The actual malice standard.
First, an employee suing a corporate officer must satisfy a more demanding test than is applied to claims for tortuous interference arising outside the employment context. To state a claim for the tort of intentional interference with contractual or advantageous business relations, a plaintiff usually must allege: (1) that he or she had a contract or an advantageous business relationship with a third party; (2) the defendant knowingly induced a breaking of the contract or relationship; (3) the defendant’s interference with the contract or business relationship, in addition to being intentional, was improper in motive or means; and (4) the plaintiff was harmed by the defendant’s actions. Such a claim is usually made by one party to a contract against a third party who induced the other contracting party to breach the contract or terminate the business relationship.
Where an employee is suing a corporate official acting within the scope of his corporate responsibilities, however, the employee has a heightened burden of showing that the improper motive or means constituted “actual malice,” that is, a spiteful, malignant purpose, unrelated to the legitimate corporate interest. The fact that the defendant officer acts for personal gain, or dislike of the plaintiff is not sufficient.

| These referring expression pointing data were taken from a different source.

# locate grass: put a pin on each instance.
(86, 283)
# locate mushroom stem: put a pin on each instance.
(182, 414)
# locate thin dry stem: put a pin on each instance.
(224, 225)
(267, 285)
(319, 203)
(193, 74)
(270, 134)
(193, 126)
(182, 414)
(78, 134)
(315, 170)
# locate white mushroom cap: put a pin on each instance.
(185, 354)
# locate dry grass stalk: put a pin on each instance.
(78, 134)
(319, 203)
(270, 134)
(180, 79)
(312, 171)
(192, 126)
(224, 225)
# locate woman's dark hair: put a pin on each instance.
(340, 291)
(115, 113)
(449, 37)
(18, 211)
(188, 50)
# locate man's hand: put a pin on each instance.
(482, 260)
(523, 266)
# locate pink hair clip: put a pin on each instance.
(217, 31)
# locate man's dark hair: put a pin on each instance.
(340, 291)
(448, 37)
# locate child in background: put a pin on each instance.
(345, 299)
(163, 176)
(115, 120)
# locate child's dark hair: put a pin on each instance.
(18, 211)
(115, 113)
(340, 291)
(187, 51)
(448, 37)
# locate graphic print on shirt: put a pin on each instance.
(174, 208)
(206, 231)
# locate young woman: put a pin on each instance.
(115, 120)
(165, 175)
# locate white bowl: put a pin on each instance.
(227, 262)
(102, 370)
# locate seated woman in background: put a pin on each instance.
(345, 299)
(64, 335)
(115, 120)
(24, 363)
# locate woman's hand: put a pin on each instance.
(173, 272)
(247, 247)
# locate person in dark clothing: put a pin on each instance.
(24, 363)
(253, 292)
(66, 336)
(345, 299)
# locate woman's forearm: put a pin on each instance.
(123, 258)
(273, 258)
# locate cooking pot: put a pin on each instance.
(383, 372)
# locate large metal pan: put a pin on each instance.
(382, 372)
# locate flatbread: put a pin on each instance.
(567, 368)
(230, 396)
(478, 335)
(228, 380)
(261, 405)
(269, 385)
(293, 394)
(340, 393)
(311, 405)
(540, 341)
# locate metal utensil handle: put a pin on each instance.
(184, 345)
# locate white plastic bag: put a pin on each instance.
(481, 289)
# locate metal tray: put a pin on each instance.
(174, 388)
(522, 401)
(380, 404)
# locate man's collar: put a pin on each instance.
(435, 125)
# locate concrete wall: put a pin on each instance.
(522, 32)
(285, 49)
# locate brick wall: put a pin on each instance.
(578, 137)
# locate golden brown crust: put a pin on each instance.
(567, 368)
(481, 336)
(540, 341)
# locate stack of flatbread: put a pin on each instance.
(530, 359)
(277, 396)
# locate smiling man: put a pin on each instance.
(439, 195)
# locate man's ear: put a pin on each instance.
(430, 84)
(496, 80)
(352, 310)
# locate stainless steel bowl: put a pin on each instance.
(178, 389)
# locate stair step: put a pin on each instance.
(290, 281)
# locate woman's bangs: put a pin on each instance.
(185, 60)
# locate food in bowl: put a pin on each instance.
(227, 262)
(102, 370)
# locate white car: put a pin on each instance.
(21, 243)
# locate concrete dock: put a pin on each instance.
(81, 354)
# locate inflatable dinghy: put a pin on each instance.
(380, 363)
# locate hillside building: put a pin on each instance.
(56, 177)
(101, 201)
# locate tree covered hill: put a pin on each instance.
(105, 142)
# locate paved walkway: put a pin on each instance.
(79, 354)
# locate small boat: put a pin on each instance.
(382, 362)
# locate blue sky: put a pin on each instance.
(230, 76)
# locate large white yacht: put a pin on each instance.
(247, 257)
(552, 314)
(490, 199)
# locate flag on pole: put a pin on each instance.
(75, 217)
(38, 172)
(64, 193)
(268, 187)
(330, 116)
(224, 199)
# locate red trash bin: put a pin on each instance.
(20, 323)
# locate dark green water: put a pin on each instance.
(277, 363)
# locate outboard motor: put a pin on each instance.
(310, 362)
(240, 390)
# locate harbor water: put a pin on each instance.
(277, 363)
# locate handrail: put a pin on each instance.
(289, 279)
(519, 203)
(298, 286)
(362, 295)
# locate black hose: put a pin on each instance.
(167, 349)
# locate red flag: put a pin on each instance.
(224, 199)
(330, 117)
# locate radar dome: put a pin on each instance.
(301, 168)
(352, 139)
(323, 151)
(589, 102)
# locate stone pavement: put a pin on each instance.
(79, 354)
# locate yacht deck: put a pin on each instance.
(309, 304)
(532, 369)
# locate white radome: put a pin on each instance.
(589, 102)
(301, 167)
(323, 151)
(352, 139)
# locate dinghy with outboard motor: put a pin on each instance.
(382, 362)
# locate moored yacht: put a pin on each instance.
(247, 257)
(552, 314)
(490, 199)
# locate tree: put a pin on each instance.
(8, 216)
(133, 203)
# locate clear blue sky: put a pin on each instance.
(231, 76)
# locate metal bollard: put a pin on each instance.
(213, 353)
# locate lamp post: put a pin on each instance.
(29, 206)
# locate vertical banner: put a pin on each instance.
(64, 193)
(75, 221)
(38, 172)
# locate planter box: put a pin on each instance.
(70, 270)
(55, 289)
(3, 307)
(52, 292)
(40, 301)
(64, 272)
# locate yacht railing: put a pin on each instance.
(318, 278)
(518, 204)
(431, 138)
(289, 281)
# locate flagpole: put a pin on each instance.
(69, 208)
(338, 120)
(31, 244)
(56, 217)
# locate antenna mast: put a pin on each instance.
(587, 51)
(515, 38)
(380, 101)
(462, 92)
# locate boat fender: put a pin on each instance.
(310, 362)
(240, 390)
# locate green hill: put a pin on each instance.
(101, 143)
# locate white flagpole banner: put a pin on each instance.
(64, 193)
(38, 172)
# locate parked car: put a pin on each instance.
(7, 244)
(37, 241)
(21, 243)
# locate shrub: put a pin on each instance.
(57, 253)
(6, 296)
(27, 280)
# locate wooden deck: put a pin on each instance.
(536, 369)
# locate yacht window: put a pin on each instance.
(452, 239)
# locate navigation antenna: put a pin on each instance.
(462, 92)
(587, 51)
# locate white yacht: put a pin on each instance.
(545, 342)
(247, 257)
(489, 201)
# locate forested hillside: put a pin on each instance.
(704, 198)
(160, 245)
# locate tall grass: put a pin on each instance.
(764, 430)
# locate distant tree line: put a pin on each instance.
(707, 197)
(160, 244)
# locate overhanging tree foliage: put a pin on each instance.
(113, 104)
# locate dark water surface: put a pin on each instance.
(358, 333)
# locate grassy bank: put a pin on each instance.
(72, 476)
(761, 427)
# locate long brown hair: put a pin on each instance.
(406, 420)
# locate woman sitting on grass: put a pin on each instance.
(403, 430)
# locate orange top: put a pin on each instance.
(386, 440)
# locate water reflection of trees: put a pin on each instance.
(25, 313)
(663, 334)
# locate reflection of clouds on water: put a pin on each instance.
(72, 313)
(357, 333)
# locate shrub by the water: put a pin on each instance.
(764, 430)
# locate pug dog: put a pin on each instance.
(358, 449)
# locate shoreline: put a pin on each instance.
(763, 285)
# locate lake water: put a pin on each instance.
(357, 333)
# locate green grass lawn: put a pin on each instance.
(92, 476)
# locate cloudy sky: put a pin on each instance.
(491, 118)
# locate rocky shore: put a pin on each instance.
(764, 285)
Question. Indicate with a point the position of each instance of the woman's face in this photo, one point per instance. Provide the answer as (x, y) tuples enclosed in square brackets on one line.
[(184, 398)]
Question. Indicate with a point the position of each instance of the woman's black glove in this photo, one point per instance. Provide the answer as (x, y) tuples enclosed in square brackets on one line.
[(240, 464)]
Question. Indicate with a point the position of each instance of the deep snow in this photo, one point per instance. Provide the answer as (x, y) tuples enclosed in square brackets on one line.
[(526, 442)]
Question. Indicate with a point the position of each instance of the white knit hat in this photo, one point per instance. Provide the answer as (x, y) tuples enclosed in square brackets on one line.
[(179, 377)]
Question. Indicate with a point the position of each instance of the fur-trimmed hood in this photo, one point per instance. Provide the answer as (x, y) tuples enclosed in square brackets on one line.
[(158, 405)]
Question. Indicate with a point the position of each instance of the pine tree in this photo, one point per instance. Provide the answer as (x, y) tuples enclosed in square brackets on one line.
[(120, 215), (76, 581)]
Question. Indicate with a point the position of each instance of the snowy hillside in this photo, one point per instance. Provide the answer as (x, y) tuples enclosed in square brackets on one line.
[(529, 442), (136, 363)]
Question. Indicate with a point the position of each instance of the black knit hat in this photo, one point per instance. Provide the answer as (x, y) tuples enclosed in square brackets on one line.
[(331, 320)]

Proof of actual malice is part of the plaintiff employee’s case, not a defense as to which the defendant officer has the burden of proof.
The actual malice standard reflects the privileged nature of a corporate officer’s conduct within the scope of his or her duties. A corporate officer is generally privileged to interfere with contracts between the corporation and a third party because a corporate officer’s freedom of action, directed toward legitimate corporate purposes, should not be curtailed by fear of personal liability.
Corporate alter ego.
Second, even if the actual malice standard were satisfied, an individual corporate officer may be so closely associated with the corporation that the corporation’s contract is properly regarded as the officer’s own contract. In such a case, the plaintiff’s claim will fail because the officer cannot be guilty of interference with his or her own contract. There is, however, no per se rule that a corporate officer or employee can never be a third party vis-à-vis a contract between his employer and another employee. Whether the officer is too closely associated with the corporation will be decided on the facts of each case.
Ultimately, a corporate officer’s tort liability for causing the corporation to terminate an employee is a matter of common sense. So long as the officer is acting in good faith, for the good of the corporation, there is no liability. Where, however, the officer acts with an improper ulterior motive to harm the employee, the employee may have a claim.